Two brief notes on the latent variable formulation of binary response models and the use of alternative links. First we plot three different links in a standardized scale. Second we compare logit and probit estimates for a model of contraceptive use.
Let us reproduce Figure 3.7, which shows the logit, probit and complementary log-log link, after standardizing the latent variable so it has mean 0 and variance 1. The probit link is based on the standard normal distribution, which is already standardized. The logit link is based on the standard logistic distribution, which has mean 0 and variance π2/3. The c-log-log link is based on the extreme value (log Weibull) distribution, with mean 0.577 and variance π2/6.
. twoway function y=normal(x), range(-2 2) lpat(solid) /// > || function y=invlogit(x*_pi/sqrt(3)), range(-2 2) lpat(dash) /// > || function y=1-exp(-exp(-0.577+x*_pi/sqrt(6))), range(-2 2) lpat(longdash) /// > , title("Figure 3.7: Probit, Logit and C-Log-Log Links") /// > subtitle(Standardized) ytitle(Probability) xtitle("Linear Predictor") /// > legend(order(1 "probit" 2 "logit" 3 "cloglog") cols(1) ring(0) pos(5)) . graph export fig37.png, width(500) replace file fig37.png saved as PNG format
As you can see, the logit and probit links are virtually indistinguisable. The c-log-log link looks different, but one would still need very large sample sizes to be able to distinguish it from the others.
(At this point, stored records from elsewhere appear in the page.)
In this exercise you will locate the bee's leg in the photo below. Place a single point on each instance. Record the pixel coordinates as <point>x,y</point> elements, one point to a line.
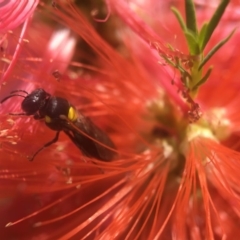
<point>44,146</point>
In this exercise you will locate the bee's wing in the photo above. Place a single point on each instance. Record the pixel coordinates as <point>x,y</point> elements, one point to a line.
<point>88,146</point>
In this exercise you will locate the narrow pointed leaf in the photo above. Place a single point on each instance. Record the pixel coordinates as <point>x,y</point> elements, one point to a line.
<point>202,34</point>
<point>192,43</point>
<point>203,80</point>
<point>215,49</point>
<point>214,22</point>
<point>179,18</point>
<point>191,16</point>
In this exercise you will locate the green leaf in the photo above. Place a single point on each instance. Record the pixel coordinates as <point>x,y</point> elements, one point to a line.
<point>202,33</point>
<point>192,43</point>
<point>203,80</point>
<point>179,18</point>
<point>214,22</point>
<point>191,16</point>
<point>214,49</point>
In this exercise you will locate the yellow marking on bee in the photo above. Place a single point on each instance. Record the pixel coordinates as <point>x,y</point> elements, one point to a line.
<point>47,119</point>
<point>72,114</point>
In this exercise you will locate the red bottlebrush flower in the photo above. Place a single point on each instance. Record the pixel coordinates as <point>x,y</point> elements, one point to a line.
<point>173,120</point>
<point>14,13</point>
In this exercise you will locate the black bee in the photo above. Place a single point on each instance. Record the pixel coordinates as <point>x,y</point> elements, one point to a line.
<point>60,115</point>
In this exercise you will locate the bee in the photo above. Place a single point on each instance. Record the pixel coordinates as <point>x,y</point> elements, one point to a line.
<point>60,115</point>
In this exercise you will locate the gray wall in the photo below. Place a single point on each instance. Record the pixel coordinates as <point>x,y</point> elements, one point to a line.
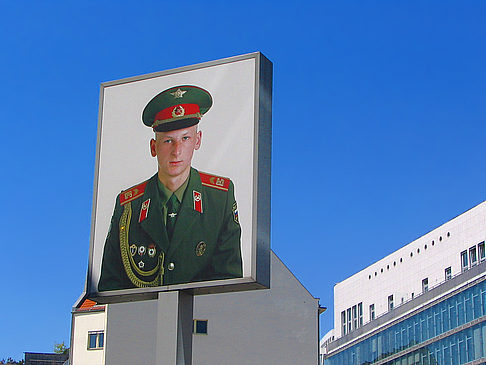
<point>271,326</point>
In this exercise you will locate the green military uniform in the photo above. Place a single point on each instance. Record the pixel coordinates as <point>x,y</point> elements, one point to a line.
<point>205,244</point>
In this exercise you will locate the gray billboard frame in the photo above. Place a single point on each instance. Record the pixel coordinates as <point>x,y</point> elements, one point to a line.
<point>261,215</point>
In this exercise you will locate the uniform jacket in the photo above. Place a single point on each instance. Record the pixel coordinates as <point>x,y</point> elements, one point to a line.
<point>205,243</point>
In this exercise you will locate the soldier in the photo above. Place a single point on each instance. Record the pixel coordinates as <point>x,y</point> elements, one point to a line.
<point>181,225</point>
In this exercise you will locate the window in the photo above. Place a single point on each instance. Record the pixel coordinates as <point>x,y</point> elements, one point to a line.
<point>200,326</point>
<point>448,273</point>
<point>464,262</point>
<point>425,285</point>
<point>348,317</point>
<point>473,256</point>
<point>360,314</point>
<point>343,323</point>
<point>96,340</point>
<point>482,253</point>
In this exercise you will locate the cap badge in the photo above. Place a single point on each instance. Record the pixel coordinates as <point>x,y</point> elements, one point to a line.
<point>200,248</point>
<point>178,111</point>
<point>178,93</point>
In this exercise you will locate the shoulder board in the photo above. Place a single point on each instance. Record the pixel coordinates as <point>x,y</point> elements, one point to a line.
<point>132,193</point>
<point>213,181</point>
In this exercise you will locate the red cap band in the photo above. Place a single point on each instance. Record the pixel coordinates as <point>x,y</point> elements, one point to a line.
<point>178,111</point>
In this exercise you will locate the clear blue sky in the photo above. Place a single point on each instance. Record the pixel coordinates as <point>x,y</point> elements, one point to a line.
<point>378,130</point>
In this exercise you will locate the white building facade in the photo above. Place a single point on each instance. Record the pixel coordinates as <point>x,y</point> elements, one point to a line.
<point>423,304</point>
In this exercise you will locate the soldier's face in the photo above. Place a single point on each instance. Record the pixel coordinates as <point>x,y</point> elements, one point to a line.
<point>174,150</point>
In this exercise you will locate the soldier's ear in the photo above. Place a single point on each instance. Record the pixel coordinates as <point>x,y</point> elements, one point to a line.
<point>153,152</point>
<point>198,140</point>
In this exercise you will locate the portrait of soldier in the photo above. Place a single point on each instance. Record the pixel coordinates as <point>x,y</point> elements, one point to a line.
<point>181,225</point>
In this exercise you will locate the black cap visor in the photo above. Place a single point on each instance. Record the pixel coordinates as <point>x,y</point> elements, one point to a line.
<point>176,124</point>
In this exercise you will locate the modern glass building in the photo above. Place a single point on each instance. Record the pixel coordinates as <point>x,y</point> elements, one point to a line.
<point>442,324</point>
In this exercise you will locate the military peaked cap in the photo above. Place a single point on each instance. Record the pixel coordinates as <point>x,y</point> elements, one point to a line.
<point>176,108</point>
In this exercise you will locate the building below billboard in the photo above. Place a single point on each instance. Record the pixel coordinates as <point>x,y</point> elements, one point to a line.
<point>269,326</point>
<point>423,304</point>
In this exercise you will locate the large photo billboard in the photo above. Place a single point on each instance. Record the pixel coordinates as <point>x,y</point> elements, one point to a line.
<point>182,181</point>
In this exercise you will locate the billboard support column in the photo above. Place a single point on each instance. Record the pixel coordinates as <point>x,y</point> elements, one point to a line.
<point>174,328</point>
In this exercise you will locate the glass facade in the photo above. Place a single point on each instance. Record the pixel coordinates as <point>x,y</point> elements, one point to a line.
<point>459,347</point>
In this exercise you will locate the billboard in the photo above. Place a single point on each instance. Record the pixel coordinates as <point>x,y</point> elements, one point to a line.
<point>182,181</point>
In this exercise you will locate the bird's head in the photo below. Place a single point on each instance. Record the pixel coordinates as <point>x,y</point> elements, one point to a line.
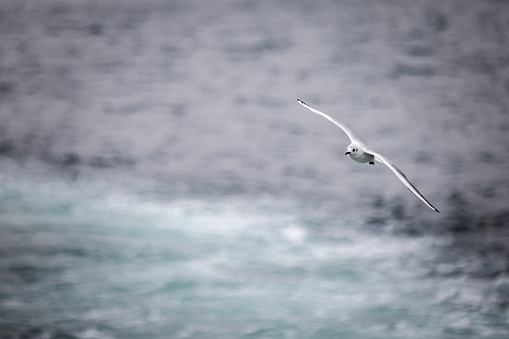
<point>351,149</point>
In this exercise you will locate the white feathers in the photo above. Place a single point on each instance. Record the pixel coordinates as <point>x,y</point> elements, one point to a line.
<point>359,152</point>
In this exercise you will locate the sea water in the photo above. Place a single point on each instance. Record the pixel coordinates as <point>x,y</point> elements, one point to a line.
<point>158,178</point>
<point>82,262</point>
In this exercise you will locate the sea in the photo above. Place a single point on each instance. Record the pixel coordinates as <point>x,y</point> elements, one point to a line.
<point>158,178</point>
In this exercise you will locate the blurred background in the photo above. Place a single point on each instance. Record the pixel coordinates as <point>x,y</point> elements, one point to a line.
<point>158,178</point>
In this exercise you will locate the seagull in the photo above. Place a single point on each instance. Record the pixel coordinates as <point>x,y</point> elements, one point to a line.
<point>359,152</point>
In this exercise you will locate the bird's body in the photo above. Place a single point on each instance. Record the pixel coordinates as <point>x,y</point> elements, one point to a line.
<point>361,153</point>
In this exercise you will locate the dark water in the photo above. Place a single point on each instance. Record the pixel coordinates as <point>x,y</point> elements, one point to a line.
<point>159,180</point>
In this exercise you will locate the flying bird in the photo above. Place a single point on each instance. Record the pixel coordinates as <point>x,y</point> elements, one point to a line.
<point>359,152</point>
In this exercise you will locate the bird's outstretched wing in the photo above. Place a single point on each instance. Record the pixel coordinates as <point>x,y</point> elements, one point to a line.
<point>401,176</point>
<point>350,134</point>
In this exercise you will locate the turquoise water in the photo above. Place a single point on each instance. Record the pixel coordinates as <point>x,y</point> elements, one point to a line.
<point>79,261</point>
<point>158,178</point>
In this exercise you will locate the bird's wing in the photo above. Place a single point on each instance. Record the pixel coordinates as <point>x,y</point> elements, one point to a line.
<point>401,176</point>
<point>350,134</point>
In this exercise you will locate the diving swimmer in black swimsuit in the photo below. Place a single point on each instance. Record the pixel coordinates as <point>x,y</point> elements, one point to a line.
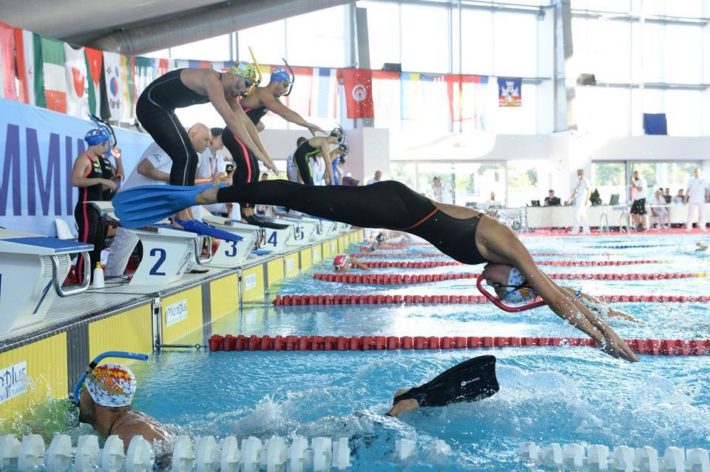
<point>462,233</point>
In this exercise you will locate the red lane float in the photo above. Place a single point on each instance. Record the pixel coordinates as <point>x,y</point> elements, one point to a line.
<point>430,264</point>
<point>597,263</point>
<point>406,255</point>
<point>410,264</point>
<point>407,279</point>
<point>305,300</point>
<point>664,347</point>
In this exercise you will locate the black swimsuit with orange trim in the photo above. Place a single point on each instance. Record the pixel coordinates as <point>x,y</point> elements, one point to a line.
<point>390,205</point>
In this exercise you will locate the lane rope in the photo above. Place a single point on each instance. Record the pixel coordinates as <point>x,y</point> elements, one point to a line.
<point>407,279</point>
<point>659,347</point>
<point>345,299</point>
<point>430,264</point>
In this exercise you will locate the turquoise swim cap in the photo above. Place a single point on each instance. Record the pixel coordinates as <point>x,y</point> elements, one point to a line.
<point>280,75</point>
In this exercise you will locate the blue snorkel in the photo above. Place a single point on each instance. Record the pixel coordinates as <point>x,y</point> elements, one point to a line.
<point>291,79</point>
<point>92,365</point>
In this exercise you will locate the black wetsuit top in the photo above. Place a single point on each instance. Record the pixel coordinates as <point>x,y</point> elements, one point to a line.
<point>155,110</point>
<point>100,169</point>
<point>256,114</point>
<point>170,93</point>
<point>390,205</point>
<point>469,381</point>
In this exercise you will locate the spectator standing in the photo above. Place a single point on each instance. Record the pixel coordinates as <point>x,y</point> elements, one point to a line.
<point>551,199</point>
<point>679,199</point>
<point>580,195</point>
<point>638,198</point>
<point>667,195</point>
<point>695,192</point>
<point>659,210</point>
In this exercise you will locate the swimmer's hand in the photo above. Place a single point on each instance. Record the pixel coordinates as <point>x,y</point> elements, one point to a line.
<point>613,345</point>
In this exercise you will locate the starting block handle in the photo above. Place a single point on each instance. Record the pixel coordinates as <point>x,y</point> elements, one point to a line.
<point>198,251</point>
<point>58,280</point>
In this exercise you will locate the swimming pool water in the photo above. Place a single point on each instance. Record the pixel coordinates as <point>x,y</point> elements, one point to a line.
<point>547,394</point>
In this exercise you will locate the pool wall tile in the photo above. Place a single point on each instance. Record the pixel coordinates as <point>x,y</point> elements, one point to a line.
<point>224,296</point>
<point>46,364</point>
<point>32,374</point>
<point>253,286</point>
<point>127,331</point>
<point>306,258</point>
<point>181,314</point>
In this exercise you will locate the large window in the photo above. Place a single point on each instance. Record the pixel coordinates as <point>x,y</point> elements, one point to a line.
<point>425,38</point>
<point>609,178</point>
<point>383,20</point>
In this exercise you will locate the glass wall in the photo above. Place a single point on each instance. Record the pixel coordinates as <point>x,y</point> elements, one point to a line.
<point>647,56</point>
<point>615,177</point>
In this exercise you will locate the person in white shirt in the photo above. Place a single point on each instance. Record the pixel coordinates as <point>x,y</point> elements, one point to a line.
<point>377,178</point>
<point>580,195</point>
<point>679,199</point>
<point>639,187</point>
<point>659,209</point>
<point>440,191</point>
<point>318,171</point>
<point>696,188</point>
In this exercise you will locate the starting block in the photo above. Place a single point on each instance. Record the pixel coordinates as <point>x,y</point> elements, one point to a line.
<point>167,252</point>
<point>232,254</point>
<point>306,230</point>
<point>32,270</point>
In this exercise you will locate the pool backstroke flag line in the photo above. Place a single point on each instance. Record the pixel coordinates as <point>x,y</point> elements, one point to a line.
<point>510,92</point>
<point>357,84</point>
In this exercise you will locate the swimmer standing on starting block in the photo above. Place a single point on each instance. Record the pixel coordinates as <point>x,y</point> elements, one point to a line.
<point>464,234</point>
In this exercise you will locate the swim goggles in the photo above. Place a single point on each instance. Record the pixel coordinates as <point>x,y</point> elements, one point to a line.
<point>93,364</point>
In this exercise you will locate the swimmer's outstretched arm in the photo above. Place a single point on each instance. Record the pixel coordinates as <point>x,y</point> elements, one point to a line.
<point>498,244</point>
<point>595,301</point>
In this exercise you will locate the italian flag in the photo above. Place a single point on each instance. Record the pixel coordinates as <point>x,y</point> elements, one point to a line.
<point>77,96</point>
<point>53,73</point>
<point>95,69</point>
<point>26,67</point>
<point>7,62</point>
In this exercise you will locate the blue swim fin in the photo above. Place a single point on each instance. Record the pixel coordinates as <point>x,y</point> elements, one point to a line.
<point>203,229</point>
<point>148,204</point>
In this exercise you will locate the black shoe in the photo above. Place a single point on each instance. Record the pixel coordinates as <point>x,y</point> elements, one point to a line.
<point>258,221</point>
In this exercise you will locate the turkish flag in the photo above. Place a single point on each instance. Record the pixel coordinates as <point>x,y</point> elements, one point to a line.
<point>358,92</point>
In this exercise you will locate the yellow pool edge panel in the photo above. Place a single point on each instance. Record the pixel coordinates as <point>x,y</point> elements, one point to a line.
<point>45,367</point>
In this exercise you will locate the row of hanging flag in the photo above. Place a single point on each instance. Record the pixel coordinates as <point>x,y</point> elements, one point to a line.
<point>80,80</point>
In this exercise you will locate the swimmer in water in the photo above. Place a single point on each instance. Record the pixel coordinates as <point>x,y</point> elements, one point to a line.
<point>466,235</point>
<point>105,403</point>
<point>470,381</point>
<point>344,262</point>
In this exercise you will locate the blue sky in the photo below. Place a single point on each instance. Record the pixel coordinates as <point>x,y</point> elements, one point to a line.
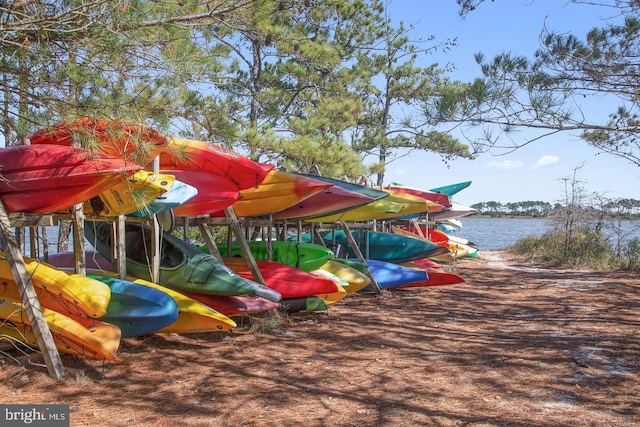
<point>539,170</point>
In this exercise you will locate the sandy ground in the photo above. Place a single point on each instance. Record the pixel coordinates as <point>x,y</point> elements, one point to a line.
<point>516,345</point>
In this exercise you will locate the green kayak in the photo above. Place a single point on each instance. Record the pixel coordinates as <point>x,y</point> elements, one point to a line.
<point>183,267</point>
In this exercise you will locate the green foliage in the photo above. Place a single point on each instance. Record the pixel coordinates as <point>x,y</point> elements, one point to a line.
<point>631,255</point>
<point>586,250</point>
<point>550,91</point>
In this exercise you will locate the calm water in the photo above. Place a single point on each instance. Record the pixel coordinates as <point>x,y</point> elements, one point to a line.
<point>492,234</point>
<point>489,234</point>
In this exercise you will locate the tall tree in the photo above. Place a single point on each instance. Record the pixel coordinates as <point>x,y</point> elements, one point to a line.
<point>394,87</point>
<point>550,91</point>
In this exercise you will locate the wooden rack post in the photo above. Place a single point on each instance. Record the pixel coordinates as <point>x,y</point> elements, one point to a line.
<point>244,247</point>
<point>29,298</point>
<point>356,250</point>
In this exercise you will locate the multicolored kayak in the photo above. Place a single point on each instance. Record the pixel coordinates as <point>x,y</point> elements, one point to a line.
<point>235,305</point>
<point>278,191</point>
<point>193,316</point>
<point>136,309</point>
<point>357,279</point>
<point>84,337</point>
<point>69,292</point>
<point>182,266</point>
<point>331,200</point>
<point>51,178</point>
<point>189,154</point>
<point>289,281</point>
<point>119,138</point>
<point>451,189</point>
<point>437,277</point>
<point>130,195</point>
<point>179,194</point>
<point>214,192</point>
<point>392,206</point>
<point>383,246</point>
<point>439,198</point>
<point>305,256</point>
<point>388,274</point>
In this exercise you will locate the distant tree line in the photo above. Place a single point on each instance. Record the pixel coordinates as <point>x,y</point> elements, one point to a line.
<point>622,208</point>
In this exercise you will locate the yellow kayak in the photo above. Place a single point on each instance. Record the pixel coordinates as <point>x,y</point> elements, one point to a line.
<point>278,191</point>
<point>193,316</point>
<point>91,338</point>
<point>456,250</point>
<point>394,205</point>
<point>130,195</point>
<point>81,295</point>
<point>355,278</point>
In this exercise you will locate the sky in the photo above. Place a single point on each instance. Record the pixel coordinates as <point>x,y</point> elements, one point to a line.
<point>538,171</point>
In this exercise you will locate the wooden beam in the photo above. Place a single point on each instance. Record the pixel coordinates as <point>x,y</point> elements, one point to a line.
<point>208,239</point>
<point>79,259</point>
<point>356,250</point>
<point>29,298</point>
<point>30,220</point>
<point>244,247</point>
<point>120,248</point>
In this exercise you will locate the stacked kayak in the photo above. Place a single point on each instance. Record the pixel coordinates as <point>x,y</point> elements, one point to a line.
<point>383,246</point>
<point>183,267</point>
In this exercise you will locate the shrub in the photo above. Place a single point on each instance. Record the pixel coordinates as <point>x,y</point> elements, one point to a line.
<point>583,249</point>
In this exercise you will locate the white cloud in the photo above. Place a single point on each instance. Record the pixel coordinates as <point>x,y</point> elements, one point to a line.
<point>545,160</point>
<point>505,164</point>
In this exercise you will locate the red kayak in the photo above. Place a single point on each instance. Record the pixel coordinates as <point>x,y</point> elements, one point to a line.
<point>289,281</point>
<point>279,190</point>
<point>189,154</point>
<point>441,199</point>
<point>214,192</point>
<point>331,200</point>
<point>50,178</point>
<point>115,137</point>
<point>234,305</point>
<point>422,263</point>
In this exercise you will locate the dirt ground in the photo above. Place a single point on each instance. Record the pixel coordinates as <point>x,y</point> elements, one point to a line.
<point>515,345</point>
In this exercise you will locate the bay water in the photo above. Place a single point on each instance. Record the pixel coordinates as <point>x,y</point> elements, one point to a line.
<point>493,234</point>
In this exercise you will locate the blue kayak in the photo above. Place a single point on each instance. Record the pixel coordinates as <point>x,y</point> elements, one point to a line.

We will fit a probit model to the data on contraceptive use by age
and desire for more children. Following the notes we will pick the
specification where age is treated linearly and we include an
interaction between age and desire for no more children. To simplify
interpretation of the interaction we center age at 30 years. We use the
glm
command to handle grouped data, see also
probit
for individual data.
. //use https://grodri.github.io/datasets/cuse, clear . use d:/dataweb/wws509/datasets/cusew, clear (Contraceptive Use Data (Fiji, 1976)) . gen n = users + nonusers . recode age (1=-10) (2=-2.5) (3=5) (4=15), gen(agemc) (16 differences between age and agemc) . glm users agemc nomore c.nomore#c.agemc, family(binomial n) link(probit) Iteration 0: log likelihood = -50.26659 Iteration 1: log likelihood = -50.256681 Iteration 2: log likelihood = -50.256681 Generalized linear models Number of obs = 16 Optimization : ML Residual df = 12 Scale parameter = 1 Deviance = 29.00545504 (1/df) Deviance = 2.417121 Pearson = 28.31144084 (1/df) Pearson = 2.359287 Variance function: V(u) = u*(1-u/n) [Binomial] Link function : g(u) = invnorm(u/n) [Probit] AIC = 6.782085 Log likelihood = -50.25668135 BIC = -4.26561 ─────────────────┬──────────────────────────────────────────────────────────────── │ OIM users │ Coefficient std. err. z P>|z| [95% conf. interval] ─────────────────┼──────────────────────────────────────────────────────────────── agemc │ .0128686 .0060884 2.11 0.035 .0009356 .0248017 nomore │ .4389759 .0744411 5.90 0.000 .293074 .5848777 │ c.nomore#c.agemc │ .0304807 .0092269 3.30 0.001 .0123963 .0485651 │ _cons │ -.7374078 .0453175 -16.27 0.000 -.8262284 -.6485872 ─────────────────┴──────────────────────────────────────────────────────────────── . mat b_probit = e(b)'
Probit coefficients can be interpreted in terms of a standardized latent variable representing a propensity to use contraception, or the difference in expected utilities between using and not using contraception.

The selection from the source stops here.